Last summer, prospects looked bleak for the program after lawmakers approved a state budget that let the program sunset. But McCrory on Tuesday released estimates of the benefits that TV and movie production bring to the state.
With more than 60 productions registered by the North Carolina Film Office in 2013, and a record high of 5,700 production days, McCrory’s office said that the activity generated $254 million in spending and created more than 4,000 jobs for crew members.
“In addition to our state’s beauty, we’ve developed the workforce and artists that make North Carolina an ideal place to produce quality projects efficiently,” McCrory said.
North Carolina Film Office director Aaron Syrett said that the past three years “have produced unheralded numbers in direct in-state spending and job opportunities.”
Shows like Showtime’s “Homeland” (pictured), CBS’s “Under the Dome,” and Fox’s “Sleepy Hollow” shoot in the state, and such features as “Tammy” and “Careful What You Wish For” shot there.
That kind of boosterism is a contrast to last summer, when Republicans in the state legislature along with some Democrats, criticized the program and doubted that it was producing lasting jobs. The state paid out nearly $70 million in incentives in 2012.
Advocates for continuing the program — including crew members and studio executives — plan to lobby lawmakers in advance of the next legislative session in May. But some expressed encouragement by McCrory’s announcement as a sign that he would back an extension of the tax credits.
Because of competition from states like North Carolina, Georgia and Louisiana, industry groups in California have been planning a lobbying push for their state to expand its $100-million-per-year program, fearing the exodus of one-hour dramas and feature films in particular. The possibility that North Carolina would end its credits, however, reflected continued doubts over how much value they returned to states.

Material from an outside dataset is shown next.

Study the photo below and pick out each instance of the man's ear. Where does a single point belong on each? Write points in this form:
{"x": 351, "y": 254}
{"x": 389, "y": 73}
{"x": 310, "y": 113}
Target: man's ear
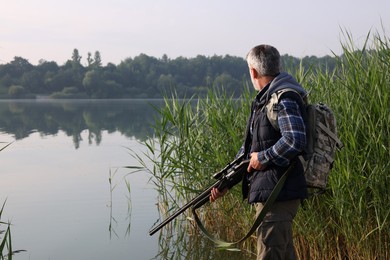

But advocates have argued that the state would lose its production base, perhaps to nearby Georgia, which has gained movies and TV shows in recent years. It offers a 30% incentive, apparently enough to make the difference in producer decisions. The first “Hunger Games” shot in North Carolina, but the second was shot in Georgia. North Carolina’s incentive is a rebate, while Georgia offers a credit. Backers of North Carolina’s incentive say that Georgia’s program, at least for now, offers producers more certainty.